The Boston Phoenix
June 15 - 22, 2000

[Features]

City Hall

Man in the middle

by Ben Geman

FLAHERTY: will he take a stand?

This summer could be sticky for first-term at-large city councilor Michael Flaherty of South Boston. Even as the struggle over the neighborhood's share of waterfront-development benefits lurches toward uneasy resolution, the rookie councilor with the South Boston base and citywide constituency could get burned by the volatile controversy.

Flaherty wasn't part of the 1998 deal that steers more than half the linkage payments from South Boston Waterfront developers, as well as other "community benefits," toward the neighborhood through the South Boston Betterment Trust, a group picked largely by neighborhood elected officials. But Flaherty's in a tough spot nonetheless now that Mayor Tom Menino, shamed by the Boston Globe's blowout coverage of the deal, wants to curb the power of Southie officials to call the shots on development benefits. Flaherty's a favorite son of South Boston, where he topped the ticket in the 1999 election for city council. Yet he also represents the entire city, something he'll have to consider as he addresses a lopsided, insider-driven arrangement that's come under fire from housing and neighborhood activists. Complicating things further, Flaherty's election was backed by elected leaders in Southie and behind the scenes by Menino. Want more? Flaherty PR guy Steve Crawford is also representing the South Boston Betterment Trust.

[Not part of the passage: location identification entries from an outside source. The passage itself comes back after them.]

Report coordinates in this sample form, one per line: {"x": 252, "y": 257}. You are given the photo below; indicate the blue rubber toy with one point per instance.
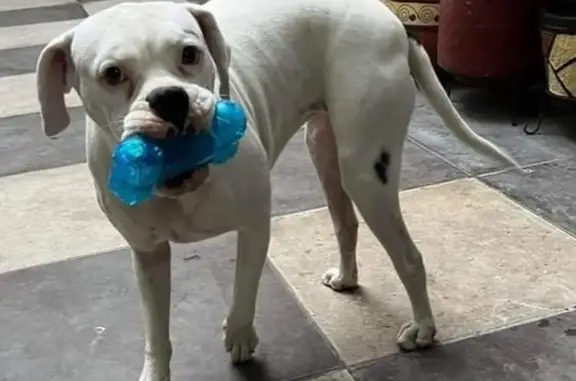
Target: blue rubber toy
{"x": 141, "y": 163}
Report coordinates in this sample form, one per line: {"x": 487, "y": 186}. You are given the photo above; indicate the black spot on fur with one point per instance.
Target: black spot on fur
{"x": 381, "y": 167}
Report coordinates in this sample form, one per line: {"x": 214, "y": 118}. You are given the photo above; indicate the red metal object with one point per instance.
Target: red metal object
{"x": 490, "y": 39}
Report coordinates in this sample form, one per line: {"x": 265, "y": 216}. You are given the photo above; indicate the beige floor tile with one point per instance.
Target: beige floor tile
{"x": 18, "y": 96}
{"x": 490, "y": 263}
{"x": 49, "y": 216}
{"x": 335, "y": 376}
{"x": 33, "y": 34}
{"x": 97, "y": 6}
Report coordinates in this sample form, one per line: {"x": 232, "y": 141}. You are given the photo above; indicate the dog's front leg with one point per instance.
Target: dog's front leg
{"x": 153, "y": 274}
{"x": 240, "y": 337}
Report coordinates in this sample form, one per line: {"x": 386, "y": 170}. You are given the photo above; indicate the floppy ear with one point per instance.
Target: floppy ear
{"x": 54, "y": 77}
{"x": 219, "y": 50}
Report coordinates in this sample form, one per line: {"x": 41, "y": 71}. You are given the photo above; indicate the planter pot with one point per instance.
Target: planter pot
{"x": 558, "y": 28}
{"x": 421, "y": 18}
{"x": 490, "y": 39}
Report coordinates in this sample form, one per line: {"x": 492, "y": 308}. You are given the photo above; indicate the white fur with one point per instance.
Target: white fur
{"x": 283, "y": 59}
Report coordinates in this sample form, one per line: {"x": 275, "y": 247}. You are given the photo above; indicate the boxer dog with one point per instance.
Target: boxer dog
{"x": 347, "y": 70}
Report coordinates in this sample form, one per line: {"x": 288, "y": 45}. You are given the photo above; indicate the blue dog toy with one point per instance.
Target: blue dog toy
{"x": 140, "y": 163}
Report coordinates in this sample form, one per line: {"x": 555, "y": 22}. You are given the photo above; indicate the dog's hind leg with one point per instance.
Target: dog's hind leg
{"x": 370, "y": 122}
{"x": 322, "y": 147}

Flaherty's kept a low profile so far -- he declined to speak or take the stage at Tuesday's packed and raucous South Boston community meeting on the development issues. (His two at-large colleagues in attendance didn't talk either.) Reached by the Phoenix last week, Flaherty wouldn't say whether he thought the 1998 deal was fair, delving instead into mushy process-speak. In a prepared statement, Flaherty says he supports the idea that "the entire city should benefit from a fair and equitable distribution of waterfront development linkage money," but that "no neighborhood should benefit more than the impacted community of South Boston." He adds that the "memorandum of understanding" (MOU) that steers more than half the linkage cash to South Boston merely sets a "goal" and doesn't supersede the city's linkage program. Linkage fees are city-mandated payments by commercial developers for affordable-housing and jobs programs.

"At the same time, [South Boston] has to generate feasible proposals for housing creation for the community, and at the same time other neighborhoods across the city can and should be trying to generate feasible proposals," he says. In stressing that the MOU is a "goal," Flaherty seems open to the idea that South Boston won't necessarily collect all the linkage called for by the memorandum. Maybe he'll get a pass now that Menino's begun meeting City Councilor James Kelly of South Boston, State Senator Stephen Lynch, and State Representative Jack Hart in negotiations that could alter the provisions of the deal, including the linkage agreement. Still, the pols are not near a resolution, and the situation could deteriorate easily.

In a sign of the delicate spot he's in, Flaherty is reluctant to discuss some of the core issues. Tellingly, he would not say whether he thought the "goal" was appropriate, a question all city officials should address as development proceeds. On the question of the more-ambiguous "community benefits" that the MOU allows the Southie political establishment to extract from developers, Flaherty says any concessions made by developers are voluntary -- as if developers could simply ignore the pols and their designees without consequence.

It would be unfortunate if Flaherty's failure to articulate a strong position here foreshadowed a retreat from the promise of his strong, liberal-leaning campaign of 1999, when he cobbled together a citywide coalition that included such progressive activists as Mimi Turchinetz along with support from his hometown base. The linkage blowout is messy, but it's also an opportunity for Flaherty. He can still fulfill the promise of his campaign and fight to ensure, for example, that community organizations throughout South Boston help shape the neighborhood's development benefits.

"I think that he is a person who could bridge some of the gaps," says Marty Nee, former head of the South Boston Neighborhood Development Corporation, who's been critical of the Betterment Trust. "Mike Flaherty has the knowledge and, frankly, the vision to see that . . . other needs, both inside and outside [South Boston], need to be at the table."

Adds Nee: "I would like to see him forcefully get out in front. This could make him. He could show his mettle on a tough issue." But whether he will remains to be seen.